# Thread: How to check group of given order cyclic or not?

1. ## How to check group of given order cyclic or not?

if we've given any order of group then how can we check that is it cyclic or not example how can we check group of order 255 and 465 and 3000 order cyclic or not.Please help

2. Originally Posted by reflection_009
if we've given any order of group then how can we check that is it cyclic or not example how can we check group of order 255 and 465 and 3000 order cyclic or not.Please help
If $|G| = pq$ with $q>p$ primes and $q\not \equiv 1 (\bmod p)$ then $G\simeq \mathbb{Z}_{pq}$. Otherwise $q\equiv 1(\bmod p)$ then it is not true.

Now $255 = 5\cdot 51$ there the group is not necessarily cyclic.
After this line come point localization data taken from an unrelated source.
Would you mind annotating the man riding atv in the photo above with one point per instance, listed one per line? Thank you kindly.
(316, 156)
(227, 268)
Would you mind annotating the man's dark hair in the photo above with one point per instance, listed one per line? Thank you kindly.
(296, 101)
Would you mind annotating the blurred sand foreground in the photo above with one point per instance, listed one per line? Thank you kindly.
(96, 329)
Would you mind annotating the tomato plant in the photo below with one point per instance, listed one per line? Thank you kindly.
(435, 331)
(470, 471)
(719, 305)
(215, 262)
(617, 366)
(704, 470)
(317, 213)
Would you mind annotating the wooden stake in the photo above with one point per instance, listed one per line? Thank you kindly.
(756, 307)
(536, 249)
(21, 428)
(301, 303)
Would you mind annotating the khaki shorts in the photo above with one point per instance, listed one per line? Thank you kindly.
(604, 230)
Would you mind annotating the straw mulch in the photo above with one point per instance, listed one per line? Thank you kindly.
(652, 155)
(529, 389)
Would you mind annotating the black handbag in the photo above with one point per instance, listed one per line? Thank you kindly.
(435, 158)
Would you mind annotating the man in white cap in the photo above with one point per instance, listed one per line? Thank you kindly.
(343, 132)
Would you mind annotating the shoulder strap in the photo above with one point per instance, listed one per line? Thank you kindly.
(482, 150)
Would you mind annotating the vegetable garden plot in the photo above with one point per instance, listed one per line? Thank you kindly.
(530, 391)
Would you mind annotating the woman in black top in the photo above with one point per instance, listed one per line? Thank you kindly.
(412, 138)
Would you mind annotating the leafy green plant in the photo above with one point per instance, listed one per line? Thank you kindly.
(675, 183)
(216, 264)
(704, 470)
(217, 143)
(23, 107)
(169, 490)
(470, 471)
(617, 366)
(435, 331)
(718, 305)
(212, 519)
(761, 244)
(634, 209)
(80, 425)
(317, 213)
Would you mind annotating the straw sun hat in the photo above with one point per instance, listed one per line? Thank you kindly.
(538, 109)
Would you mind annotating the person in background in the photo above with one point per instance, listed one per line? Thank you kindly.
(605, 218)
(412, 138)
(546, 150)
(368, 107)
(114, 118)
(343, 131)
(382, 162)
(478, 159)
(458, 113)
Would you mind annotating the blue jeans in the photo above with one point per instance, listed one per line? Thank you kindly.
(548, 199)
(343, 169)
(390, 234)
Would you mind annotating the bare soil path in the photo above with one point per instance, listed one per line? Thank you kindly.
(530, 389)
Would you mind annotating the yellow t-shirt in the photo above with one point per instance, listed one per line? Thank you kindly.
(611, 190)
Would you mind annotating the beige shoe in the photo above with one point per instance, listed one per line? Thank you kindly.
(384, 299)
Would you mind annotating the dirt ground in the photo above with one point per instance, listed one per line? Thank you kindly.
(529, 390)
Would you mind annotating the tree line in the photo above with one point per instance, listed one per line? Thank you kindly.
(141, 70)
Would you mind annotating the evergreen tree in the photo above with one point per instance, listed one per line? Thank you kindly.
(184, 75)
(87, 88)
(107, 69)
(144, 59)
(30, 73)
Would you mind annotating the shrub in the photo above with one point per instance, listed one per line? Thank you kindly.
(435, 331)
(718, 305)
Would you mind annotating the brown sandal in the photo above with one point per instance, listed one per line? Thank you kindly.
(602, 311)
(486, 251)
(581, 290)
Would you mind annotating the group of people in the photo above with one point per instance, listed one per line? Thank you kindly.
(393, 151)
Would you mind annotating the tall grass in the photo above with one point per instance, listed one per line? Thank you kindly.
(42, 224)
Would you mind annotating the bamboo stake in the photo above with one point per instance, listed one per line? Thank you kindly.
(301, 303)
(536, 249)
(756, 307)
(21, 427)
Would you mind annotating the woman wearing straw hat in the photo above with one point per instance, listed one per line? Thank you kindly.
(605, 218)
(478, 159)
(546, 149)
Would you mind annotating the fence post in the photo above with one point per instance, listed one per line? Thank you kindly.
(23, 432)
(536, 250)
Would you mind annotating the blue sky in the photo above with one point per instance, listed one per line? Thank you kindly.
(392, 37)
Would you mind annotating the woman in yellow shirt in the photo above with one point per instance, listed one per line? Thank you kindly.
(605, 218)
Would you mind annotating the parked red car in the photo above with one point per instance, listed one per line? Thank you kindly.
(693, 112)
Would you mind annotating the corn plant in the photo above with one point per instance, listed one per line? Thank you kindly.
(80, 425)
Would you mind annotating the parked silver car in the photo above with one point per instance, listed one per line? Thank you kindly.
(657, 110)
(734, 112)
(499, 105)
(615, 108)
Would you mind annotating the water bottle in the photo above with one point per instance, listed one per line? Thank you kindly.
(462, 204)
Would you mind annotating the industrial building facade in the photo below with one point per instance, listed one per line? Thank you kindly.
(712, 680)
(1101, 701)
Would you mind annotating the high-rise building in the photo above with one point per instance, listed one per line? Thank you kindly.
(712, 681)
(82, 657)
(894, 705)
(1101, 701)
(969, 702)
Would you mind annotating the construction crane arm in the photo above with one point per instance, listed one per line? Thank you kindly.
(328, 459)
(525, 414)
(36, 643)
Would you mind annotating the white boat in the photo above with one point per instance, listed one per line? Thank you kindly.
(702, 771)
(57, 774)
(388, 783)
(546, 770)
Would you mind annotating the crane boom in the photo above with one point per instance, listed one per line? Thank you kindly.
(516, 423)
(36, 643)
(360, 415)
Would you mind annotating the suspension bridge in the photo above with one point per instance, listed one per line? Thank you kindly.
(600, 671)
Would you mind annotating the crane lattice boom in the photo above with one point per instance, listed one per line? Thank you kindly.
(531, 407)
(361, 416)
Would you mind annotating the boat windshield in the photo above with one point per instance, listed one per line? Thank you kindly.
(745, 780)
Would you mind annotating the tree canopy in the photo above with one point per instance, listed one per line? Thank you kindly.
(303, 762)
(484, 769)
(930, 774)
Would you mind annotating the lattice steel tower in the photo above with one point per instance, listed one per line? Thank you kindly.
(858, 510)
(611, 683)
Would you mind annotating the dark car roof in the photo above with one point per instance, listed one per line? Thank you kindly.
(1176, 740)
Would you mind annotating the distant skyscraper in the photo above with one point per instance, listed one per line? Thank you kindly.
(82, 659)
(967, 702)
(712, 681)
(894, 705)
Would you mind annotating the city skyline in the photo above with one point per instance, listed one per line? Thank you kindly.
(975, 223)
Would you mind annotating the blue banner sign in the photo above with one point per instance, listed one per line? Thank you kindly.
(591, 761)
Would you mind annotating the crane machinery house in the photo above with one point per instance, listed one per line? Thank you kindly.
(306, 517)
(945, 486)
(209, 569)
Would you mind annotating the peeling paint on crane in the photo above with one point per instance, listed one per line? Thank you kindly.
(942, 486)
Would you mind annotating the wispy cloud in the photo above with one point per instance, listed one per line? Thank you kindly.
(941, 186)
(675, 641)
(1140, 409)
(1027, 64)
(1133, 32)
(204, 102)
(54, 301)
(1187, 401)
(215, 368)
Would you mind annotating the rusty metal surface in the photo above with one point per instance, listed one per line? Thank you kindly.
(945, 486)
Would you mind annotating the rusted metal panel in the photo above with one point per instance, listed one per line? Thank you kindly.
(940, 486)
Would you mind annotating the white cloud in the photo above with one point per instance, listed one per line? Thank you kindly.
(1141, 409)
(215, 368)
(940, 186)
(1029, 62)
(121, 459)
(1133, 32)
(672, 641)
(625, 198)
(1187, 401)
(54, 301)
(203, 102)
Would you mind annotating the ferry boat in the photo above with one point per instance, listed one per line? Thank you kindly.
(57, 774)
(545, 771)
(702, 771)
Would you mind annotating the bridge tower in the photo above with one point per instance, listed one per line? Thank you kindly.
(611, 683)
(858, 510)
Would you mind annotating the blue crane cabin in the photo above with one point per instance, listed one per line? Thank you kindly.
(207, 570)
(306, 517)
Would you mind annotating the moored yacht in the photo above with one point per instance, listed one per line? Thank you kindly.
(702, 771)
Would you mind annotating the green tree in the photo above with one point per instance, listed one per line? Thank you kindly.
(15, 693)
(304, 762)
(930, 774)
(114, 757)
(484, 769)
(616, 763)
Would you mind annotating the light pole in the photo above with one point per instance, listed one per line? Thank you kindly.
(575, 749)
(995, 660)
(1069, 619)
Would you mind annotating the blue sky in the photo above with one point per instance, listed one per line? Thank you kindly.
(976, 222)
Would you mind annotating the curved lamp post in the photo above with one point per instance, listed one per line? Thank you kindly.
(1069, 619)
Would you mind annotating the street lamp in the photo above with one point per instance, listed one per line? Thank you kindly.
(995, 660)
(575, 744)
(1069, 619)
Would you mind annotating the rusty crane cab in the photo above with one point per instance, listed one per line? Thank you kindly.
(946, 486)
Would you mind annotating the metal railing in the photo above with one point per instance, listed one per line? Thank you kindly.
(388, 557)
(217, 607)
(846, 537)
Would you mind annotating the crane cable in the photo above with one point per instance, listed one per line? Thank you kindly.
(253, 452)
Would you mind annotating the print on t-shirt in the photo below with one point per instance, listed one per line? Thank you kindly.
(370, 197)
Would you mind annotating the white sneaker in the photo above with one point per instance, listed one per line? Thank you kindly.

Note $465 = 3\cdot 5\cdot 31$ let $H$ be a non-cyclic group of order $3\cdot 31$. Then $| \mathbb{Z}_5 \times H| = 465$ and $\mathbb{Z}_5 \times H$ is not cyclic.

If $|G| = 2n$ where $n\geq 3$ then we can construct a non-abelian group $D_n$ - the dihedral.
Therefore a group of order $3000$ is not necessarily cyclic.

3. But 255 is is cyclic i've read in book.